Phys .org: Research finds social media users actually calm down. “Contrary to conventional wisdom, people tend to wind down rather than whip themselves into a frenzy while browsing Facebook and Twitter, according to a prize-winning dissertation by a newly minted Ph.D. from UC Berkeley’s School of Information.”
Pacific Standard: Social Media Use Is Linked To A Fear Of Crime. “It has long been established that people who watch a lot of television tend to be more afraid of crime. Hours of watching police procedurals, courtroom dramas, and violence-heavy local news can lead one to conclude we live in a very scary world. A recently published, first-of-its-kind study updates this equation for the digital age. It reports that, for many people, time spent on social media appears to similarly heighten fears of being a crime victim.”
Lifehacker: How to Block All the Troubling Stories in Your Social Media Feeds. “On Saturdays and Sundays, I don’t look at any media, social or otherwise. Those are nice days! It’s like a spa treatment for the brain. But unfortunately, my brain is addicted to social media, so come Monday I’m clicking and swiping and freaking out at every piece of horrifying information that comes across the transom. Wouldn’t it be nice if there were a way to keep up with family and friends, and even a bare minimum of news, without being forced to see every dreadful thing that the Facebook sidebar throws in your face?”
US News & World Report: The Social Media Answer to Stressful U.S Holiday: Friendsgiving. “Americans overwhelmed by crowded highways and the prospect of cooking a turkey and all the trimmings for the Thanksgiving holiday dinner are turning for relief to the latest social-media driven holiday – Friendsgiving.”
Select/All: The Future of College Is Facebook Meme Groups. “…shedding some well-needed light on the origins of the elite collegiate meme craze does not fully explain the bizarre nature of these groups’ sustained popularity. Why do so many students flock to these dedicated groups to share such oddly specific memes publicly when more well-established platforms like Tumblr, Twitter, or Reddit exist? … I reached out to a number of the admins and moderators of some of the most popular collegiate meme groups to see if they had any insights. And to be honest, I wasn’t expecting much — clear logic and memes don’t exactly go together — but, surprisingly, nearly every response I got mentioned a similar trend.”
This is one of those articles that I wish I could just grab your sleeve and drag you towards. It starts off with a discussion of Martin Shkreli’s apparently endless amounts of free time and then evolves into a serious look at memes and mental health.

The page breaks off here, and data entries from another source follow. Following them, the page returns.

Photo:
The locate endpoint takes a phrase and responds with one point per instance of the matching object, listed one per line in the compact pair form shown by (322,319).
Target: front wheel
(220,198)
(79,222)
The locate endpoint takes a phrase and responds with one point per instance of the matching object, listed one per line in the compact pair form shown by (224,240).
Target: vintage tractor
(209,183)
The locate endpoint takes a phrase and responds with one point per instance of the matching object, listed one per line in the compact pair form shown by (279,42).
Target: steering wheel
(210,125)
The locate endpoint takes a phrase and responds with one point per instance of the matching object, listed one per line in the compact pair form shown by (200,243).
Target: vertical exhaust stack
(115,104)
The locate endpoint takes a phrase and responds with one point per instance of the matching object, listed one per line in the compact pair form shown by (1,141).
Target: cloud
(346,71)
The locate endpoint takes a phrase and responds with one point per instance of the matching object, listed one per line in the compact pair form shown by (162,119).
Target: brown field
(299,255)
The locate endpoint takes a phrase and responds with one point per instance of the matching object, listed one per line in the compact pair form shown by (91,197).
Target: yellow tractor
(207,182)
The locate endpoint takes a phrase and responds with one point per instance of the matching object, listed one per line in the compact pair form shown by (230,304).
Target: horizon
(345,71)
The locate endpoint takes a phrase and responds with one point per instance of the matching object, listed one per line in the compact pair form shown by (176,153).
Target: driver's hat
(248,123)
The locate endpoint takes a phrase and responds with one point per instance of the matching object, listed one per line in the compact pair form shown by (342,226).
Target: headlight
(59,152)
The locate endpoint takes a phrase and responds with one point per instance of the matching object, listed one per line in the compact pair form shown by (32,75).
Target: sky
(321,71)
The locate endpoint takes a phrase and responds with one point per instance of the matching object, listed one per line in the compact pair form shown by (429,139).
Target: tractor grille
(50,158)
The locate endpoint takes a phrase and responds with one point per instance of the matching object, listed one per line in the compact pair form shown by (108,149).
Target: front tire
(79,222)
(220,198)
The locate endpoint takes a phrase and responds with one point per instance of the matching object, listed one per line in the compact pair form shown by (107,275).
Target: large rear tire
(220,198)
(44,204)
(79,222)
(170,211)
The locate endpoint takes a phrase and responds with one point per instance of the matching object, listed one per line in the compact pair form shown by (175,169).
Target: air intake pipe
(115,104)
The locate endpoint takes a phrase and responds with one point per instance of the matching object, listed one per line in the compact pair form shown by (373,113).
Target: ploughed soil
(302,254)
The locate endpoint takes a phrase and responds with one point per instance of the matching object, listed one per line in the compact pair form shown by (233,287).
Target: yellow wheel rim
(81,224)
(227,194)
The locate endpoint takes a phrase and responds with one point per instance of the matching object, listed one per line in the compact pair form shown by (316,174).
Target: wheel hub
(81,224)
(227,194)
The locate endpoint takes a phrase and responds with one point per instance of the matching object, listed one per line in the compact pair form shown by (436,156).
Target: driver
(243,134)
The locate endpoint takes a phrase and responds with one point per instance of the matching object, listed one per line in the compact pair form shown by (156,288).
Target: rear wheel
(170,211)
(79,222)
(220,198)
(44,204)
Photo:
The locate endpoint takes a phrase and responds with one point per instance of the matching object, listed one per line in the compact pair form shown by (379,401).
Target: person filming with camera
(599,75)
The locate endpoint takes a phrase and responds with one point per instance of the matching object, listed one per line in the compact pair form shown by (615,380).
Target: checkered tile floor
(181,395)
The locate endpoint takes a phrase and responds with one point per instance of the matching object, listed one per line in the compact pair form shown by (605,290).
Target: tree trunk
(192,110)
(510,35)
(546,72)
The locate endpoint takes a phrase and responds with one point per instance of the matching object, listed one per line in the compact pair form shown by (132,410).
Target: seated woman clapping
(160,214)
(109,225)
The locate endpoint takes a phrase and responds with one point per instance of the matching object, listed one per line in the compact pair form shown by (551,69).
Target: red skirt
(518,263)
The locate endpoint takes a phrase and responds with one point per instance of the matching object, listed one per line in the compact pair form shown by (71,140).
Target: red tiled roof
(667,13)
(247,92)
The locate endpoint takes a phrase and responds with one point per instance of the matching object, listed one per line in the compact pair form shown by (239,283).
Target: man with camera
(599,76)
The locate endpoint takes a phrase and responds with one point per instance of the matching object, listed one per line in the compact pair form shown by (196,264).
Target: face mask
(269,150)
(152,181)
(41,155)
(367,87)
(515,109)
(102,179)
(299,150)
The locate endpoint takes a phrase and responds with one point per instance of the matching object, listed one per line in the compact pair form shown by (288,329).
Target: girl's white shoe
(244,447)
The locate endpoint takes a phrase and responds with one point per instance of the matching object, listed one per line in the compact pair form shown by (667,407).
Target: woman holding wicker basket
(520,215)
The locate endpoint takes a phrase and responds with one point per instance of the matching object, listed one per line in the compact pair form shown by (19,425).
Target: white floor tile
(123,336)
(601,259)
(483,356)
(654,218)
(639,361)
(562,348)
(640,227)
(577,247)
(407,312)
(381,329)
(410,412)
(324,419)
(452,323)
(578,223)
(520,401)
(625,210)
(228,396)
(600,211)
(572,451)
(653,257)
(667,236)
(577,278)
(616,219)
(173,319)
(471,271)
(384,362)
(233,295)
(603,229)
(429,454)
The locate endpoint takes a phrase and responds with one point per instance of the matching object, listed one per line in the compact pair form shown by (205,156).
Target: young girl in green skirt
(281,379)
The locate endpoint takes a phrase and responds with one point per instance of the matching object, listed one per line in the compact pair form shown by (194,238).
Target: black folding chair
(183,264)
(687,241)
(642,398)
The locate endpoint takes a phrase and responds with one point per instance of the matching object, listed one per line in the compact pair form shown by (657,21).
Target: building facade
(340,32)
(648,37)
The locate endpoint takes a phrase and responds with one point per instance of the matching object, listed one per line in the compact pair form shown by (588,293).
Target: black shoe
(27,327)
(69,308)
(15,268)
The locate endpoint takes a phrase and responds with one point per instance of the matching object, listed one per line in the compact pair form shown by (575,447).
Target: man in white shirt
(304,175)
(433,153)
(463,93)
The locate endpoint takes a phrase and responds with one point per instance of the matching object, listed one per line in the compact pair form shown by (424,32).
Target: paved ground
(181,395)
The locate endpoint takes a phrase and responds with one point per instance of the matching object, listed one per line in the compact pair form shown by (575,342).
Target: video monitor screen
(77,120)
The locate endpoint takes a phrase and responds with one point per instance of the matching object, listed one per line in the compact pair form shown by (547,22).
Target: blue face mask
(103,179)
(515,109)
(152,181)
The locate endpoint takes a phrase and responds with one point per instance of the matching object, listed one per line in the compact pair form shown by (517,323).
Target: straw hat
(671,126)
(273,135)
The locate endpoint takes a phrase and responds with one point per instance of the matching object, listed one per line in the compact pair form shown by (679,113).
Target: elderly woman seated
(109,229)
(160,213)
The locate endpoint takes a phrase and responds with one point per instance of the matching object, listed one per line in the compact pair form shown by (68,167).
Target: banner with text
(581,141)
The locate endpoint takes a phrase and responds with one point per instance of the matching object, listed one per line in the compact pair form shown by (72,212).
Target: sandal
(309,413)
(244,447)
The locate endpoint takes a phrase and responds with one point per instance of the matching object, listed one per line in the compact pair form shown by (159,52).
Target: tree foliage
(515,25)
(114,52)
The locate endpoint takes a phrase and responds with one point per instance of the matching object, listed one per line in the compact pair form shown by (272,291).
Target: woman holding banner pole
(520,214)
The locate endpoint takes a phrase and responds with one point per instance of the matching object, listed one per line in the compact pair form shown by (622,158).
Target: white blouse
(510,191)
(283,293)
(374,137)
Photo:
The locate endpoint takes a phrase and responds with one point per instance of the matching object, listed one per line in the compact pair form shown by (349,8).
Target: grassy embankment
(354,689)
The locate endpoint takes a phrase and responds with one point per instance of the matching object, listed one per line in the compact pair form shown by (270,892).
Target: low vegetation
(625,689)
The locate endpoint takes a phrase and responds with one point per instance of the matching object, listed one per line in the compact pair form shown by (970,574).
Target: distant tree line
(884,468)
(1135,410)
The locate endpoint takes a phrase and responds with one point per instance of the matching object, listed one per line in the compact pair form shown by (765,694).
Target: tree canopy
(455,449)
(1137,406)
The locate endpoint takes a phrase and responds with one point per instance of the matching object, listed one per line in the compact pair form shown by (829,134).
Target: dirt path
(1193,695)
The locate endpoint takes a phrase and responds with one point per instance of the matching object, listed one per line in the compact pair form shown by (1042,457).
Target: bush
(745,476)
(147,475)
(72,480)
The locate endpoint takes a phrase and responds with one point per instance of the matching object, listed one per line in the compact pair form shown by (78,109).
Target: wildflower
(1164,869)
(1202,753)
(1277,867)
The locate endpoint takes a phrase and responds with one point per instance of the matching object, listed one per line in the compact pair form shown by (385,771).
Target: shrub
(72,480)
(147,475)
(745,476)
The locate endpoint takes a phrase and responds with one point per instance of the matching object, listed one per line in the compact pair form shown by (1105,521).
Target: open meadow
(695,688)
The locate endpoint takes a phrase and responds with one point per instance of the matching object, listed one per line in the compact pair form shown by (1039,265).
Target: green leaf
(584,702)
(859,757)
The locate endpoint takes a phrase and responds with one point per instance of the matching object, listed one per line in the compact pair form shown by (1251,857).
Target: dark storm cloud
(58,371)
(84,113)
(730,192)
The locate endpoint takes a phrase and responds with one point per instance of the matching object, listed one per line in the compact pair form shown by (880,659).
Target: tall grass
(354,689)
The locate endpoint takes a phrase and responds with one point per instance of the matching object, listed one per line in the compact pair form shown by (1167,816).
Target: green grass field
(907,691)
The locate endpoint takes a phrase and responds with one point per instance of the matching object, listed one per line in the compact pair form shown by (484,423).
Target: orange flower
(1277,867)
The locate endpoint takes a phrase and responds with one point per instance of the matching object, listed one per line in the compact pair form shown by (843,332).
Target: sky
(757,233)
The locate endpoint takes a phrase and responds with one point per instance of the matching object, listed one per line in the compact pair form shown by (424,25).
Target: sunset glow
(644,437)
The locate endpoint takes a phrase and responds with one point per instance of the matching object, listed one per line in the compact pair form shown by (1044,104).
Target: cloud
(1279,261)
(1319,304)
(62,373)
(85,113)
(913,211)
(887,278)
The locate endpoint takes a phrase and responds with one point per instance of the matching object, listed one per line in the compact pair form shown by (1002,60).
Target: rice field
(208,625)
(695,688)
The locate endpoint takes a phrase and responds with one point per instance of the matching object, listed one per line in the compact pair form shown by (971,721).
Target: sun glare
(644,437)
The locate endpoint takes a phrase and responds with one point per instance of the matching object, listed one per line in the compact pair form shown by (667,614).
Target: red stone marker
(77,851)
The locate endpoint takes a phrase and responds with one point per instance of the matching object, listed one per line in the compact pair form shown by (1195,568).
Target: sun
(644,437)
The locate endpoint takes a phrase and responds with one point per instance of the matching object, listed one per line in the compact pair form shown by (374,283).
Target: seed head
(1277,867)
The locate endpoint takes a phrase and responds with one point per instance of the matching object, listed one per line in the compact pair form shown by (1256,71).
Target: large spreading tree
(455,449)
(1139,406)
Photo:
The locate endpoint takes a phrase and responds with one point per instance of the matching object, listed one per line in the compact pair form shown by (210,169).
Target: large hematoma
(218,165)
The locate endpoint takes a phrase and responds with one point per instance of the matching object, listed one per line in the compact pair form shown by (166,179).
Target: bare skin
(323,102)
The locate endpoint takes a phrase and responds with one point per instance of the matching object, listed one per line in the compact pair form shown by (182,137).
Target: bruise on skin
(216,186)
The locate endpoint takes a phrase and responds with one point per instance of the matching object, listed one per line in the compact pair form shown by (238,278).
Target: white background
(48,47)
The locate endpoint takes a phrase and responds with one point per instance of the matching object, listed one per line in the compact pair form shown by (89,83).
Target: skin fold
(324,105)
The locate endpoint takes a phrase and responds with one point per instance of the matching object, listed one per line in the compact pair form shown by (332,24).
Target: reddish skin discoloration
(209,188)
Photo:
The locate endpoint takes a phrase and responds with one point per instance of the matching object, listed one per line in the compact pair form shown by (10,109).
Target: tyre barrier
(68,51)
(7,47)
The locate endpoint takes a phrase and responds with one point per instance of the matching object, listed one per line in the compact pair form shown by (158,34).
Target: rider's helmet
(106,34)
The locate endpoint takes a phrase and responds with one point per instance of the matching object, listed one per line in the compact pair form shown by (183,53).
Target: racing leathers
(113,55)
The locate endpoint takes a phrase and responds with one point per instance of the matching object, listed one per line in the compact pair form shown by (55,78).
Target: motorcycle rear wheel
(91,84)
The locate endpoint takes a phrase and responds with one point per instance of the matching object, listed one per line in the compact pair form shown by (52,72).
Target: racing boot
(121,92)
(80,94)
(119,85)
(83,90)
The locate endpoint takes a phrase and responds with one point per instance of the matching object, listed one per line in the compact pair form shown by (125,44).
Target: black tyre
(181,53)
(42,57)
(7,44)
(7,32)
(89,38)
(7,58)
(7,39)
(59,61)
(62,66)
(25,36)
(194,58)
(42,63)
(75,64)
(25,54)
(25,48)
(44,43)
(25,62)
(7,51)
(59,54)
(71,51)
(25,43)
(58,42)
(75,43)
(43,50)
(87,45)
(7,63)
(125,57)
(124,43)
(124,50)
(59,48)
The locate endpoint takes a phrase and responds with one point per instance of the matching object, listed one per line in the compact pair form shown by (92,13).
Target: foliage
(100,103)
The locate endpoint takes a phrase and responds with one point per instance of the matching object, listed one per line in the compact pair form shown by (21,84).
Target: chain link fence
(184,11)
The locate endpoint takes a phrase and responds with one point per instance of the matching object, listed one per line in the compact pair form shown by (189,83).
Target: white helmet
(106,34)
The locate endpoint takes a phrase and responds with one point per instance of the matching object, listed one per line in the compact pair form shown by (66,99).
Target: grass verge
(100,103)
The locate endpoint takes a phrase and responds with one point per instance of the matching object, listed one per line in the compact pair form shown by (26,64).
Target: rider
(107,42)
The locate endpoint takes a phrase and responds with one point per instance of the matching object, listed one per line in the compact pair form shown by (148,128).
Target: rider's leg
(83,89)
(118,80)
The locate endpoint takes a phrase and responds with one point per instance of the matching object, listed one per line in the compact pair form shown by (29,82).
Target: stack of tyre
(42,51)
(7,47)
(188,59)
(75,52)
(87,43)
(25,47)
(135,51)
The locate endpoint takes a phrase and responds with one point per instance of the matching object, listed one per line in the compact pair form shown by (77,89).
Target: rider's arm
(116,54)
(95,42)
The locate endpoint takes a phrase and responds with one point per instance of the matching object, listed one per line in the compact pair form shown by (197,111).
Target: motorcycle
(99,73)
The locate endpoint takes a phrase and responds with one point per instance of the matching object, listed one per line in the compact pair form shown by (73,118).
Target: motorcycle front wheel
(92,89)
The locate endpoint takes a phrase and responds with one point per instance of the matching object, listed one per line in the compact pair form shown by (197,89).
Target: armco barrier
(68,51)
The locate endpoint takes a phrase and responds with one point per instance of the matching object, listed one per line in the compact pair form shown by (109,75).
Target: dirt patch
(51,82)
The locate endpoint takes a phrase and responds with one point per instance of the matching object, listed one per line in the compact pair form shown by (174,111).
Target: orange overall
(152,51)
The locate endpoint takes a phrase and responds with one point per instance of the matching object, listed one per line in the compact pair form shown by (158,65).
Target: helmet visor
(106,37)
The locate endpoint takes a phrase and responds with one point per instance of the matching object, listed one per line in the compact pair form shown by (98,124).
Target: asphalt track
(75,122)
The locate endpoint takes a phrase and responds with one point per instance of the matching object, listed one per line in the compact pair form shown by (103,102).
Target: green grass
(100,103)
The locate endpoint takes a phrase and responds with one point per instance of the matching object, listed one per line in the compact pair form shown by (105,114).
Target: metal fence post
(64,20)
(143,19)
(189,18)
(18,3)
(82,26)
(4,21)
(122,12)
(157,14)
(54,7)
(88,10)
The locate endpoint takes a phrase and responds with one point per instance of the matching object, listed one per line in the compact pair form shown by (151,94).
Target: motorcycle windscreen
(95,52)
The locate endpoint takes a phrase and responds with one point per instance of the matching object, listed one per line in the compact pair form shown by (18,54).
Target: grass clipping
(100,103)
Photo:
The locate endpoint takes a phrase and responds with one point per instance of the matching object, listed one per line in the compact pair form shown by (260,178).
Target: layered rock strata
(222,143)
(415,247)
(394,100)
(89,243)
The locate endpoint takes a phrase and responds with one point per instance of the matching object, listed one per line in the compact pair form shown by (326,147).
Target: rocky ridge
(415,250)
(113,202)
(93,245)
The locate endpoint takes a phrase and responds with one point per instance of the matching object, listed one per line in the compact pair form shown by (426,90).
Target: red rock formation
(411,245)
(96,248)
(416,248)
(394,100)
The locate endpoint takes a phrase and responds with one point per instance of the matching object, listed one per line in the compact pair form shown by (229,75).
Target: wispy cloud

Digital Trends: Google Home Can Play Soothing Nature Sounds To Help You Stay Productive. “Google Home, Google’s artificial intelligence-imbued smart home speaker, can walk you through recipes, place restaurant reservations, start your car, and recap the day’s most significant events. But that is not all it can do. Thanks to a recent update, Google Home can serve up soothing ambient sounds that reduce stress and aid in concentration.” It’s going to be funny if this ends up being Google Home’s killer app.
From Bloomberg, and the article is way better than the headline: Social Media Are Driving Americans Insane. “Social media use has skyrocketed from 7 percent of American adults in 2005 to 65 percent in 2015. For those in the 18-29 age range, the increase is larger, from 12 percent to a remarkable 90 percent. But while an increase in social media usage is hardly surprising, the number of people who just can’t tear themselves away is stark: Nowadays, 43 percent of Americans say they are checking their e-mails, texts, or social media accounts constantly. And their stress levels are paying for it: On a 10-point scale, constant checkers reported an average stress level of 5.3. For the rest of Americans, the average level is a 4.4.”